A Better Gospel for Chinese People and Asian Cultures

Have you noticed there are 4 Gospels about Jesus Christ in the Bible, the Christian Scriptures? Why wasn’t one more than enough?

One reason it’s so valuable to have these multiple presentations of the life of Christ is to make it more understandable and meaningful to particular people in specific cultures: Matthew for the Jews. Mark for the Romans. Luke for the Greeks. John for all humanity, the cosmopolitan & multicultural. The more scalable & easier-reproduced “one size fits all” Gospel presentation apparently doesn’t reach everyone.

Could the Christian Gospel be presented in a more meaningful way to the Chinese mindset and the Asian cultures influenced by Chinese culture? This 5-minute video titled Back to God’s Village (from honorshame.com)  illustrates how the Good News could be better contextualized to touch the hearts and souls of Chinese people.
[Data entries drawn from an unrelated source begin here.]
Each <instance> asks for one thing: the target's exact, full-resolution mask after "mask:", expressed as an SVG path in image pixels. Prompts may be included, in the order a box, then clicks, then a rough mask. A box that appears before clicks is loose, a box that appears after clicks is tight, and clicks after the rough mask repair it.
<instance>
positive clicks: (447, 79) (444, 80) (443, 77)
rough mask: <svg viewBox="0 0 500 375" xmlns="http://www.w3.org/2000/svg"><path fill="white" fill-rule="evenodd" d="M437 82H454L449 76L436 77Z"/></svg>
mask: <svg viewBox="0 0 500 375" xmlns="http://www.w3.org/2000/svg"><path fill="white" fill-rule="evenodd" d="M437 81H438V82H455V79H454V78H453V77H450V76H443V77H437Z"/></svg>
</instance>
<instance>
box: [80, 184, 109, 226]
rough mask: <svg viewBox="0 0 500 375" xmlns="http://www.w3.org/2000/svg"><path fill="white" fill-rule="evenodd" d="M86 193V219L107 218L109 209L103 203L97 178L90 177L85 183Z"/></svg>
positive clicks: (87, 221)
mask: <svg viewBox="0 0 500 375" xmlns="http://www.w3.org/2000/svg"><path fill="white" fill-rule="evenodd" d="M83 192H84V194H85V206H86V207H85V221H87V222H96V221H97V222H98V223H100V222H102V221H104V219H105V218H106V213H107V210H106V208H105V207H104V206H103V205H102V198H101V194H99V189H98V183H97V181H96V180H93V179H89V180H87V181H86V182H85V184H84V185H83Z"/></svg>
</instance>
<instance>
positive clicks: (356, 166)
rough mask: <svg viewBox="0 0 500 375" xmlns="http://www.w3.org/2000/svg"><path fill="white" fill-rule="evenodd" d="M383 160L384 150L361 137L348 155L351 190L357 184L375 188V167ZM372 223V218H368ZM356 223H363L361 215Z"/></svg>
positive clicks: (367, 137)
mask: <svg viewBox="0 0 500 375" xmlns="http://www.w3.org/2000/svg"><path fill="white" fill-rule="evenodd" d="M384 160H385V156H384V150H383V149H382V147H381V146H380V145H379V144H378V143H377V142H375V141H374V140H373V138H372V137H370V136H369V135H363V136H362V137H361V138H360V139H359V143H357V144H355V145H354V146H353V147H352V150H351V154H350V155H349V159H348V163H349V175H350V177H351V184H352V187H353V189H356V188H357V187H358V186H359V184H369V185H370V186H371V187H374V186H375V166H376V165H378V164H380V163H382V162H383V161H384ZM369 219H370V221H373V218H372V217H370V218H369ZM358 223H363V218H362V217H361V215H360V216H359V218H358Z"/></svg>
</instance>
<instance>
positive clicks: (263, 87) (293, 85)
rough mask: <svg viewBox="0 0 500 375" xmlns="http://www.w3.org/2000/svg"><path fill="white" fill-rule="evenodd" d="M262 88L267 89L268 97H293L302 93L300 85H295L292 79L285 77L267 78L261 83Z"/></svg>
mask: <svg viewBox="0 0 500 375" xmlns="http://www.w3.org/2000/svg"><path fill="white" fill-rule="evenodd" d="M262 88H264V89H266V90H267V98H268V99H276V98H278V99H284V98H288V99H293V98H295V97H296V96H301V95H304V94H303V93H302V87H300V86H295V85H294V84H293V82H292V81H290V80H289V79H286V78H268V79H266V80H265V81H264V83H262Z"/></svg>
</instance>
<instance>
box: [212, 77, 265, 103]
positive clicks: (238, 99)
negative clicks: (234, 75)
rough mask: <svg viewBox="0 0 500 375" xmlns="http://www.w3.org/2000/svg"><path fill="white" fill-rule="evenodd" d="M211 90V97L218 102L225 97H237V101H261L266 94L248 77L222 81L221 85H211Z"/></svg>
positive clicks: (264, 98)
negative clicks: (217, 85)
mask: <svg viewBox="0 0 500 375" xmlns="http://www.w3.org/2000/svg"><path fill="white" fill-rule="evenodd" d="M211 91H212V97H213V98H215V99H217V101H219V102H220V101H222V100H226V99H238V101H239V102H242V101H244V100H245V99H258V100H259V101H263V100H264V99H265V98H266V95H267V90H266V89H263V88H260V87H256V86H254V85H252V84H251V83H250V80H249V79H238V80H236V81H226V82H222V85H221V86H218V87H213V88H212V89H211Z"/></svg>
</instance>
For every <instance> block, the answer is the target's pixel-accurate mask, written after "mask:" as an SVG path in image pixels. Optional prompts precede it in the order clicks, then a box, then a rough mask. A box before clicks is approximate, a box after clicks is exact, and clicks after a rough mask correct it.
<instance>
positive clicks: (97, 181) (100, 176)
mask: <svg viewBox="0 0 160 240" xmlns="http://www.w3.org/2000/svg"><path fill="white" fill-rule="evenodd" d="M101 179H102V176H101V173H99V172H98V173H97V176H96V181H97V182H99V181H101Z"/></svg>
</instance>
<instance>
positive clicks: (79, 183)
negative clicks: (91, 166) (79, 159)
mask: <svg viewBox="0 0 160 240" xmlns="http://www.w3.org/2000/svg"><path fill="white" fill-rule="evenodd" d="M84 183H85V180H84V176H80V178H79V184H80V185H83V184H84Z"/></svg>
I had only recently come across anything like this in all these years of swimming in the world of Christianity. Before I share my personal reflections, I want to hear from you – what do you think?


9 responses to “A Better Gospel for Chinese People and Asian Cultures”

  1. Linda Avatar

    So has anyone translated this clip into Chinese yet? Sorry, I’m not offering (still learning Chinese : )

  2. Great question! Let me check into that from the producer, or I can find someone to do that translation. Thank you Linda!

  3. You wouldn’t want to translate it too closely because it is designed for someone with a Persian or Middle Eastern background. I don’t think much adaption would be needed.

  4. Sorry, there is no Chinese version. Your not the first to ask, so I guess it needs to get done! Honor and shame are expressed uniquely every culture, so I’d love to help produce a distinctly Chinese version (not just translation). Let me know if you’re interested, and we’ll make it happen! ~Jayson

  5. Jackson, Jayson — thanks for adding your comments. I’m glad to hear of your astute sensitivity to cultural differences from nation to nation, culture to culture, language to language, tribe to tribe. And with that being the case, it’d be lackluster to literally or scientifically translate anything verbatim, and all the wiser and better to translate things with a good hybrid of science and art to communicate well to the hearts of a people.

  6. It’s great and there are few resources like this but I think shame needs to be better defined (at least for a Westerner like me) so I can understand more precisely what the experience of shame is. Steve Hong has some great stuff like this where he made the 4 Spiritual Laws contexualized:

  7. The cultural context reflected in this clip is specifically Kyrgyz, not Persian or Middle Eastern. The music (komus), the clothing (kalpak), the housing (yurt) and much more are all Kyrgyz. The strength and appeal of this clip is that it so closely speaks to Kyrgyz values but in the context of universal Truth. So rather than a direct translation of this clip, it would be more useful and appropriate for folks to develop presentations that reflect the values of their own cultures consistent with Truth.

    1. Thank you J for noticing the specific cultural artifacts in this video that are so meaningful to Kyrgyz people! I’d imagine that hearing the message of the Gospel in one’s own heart culture & language, and to recognize how those themes are universal and true and good for all humanity, has got to be a powerful thing, and makes the good news great news!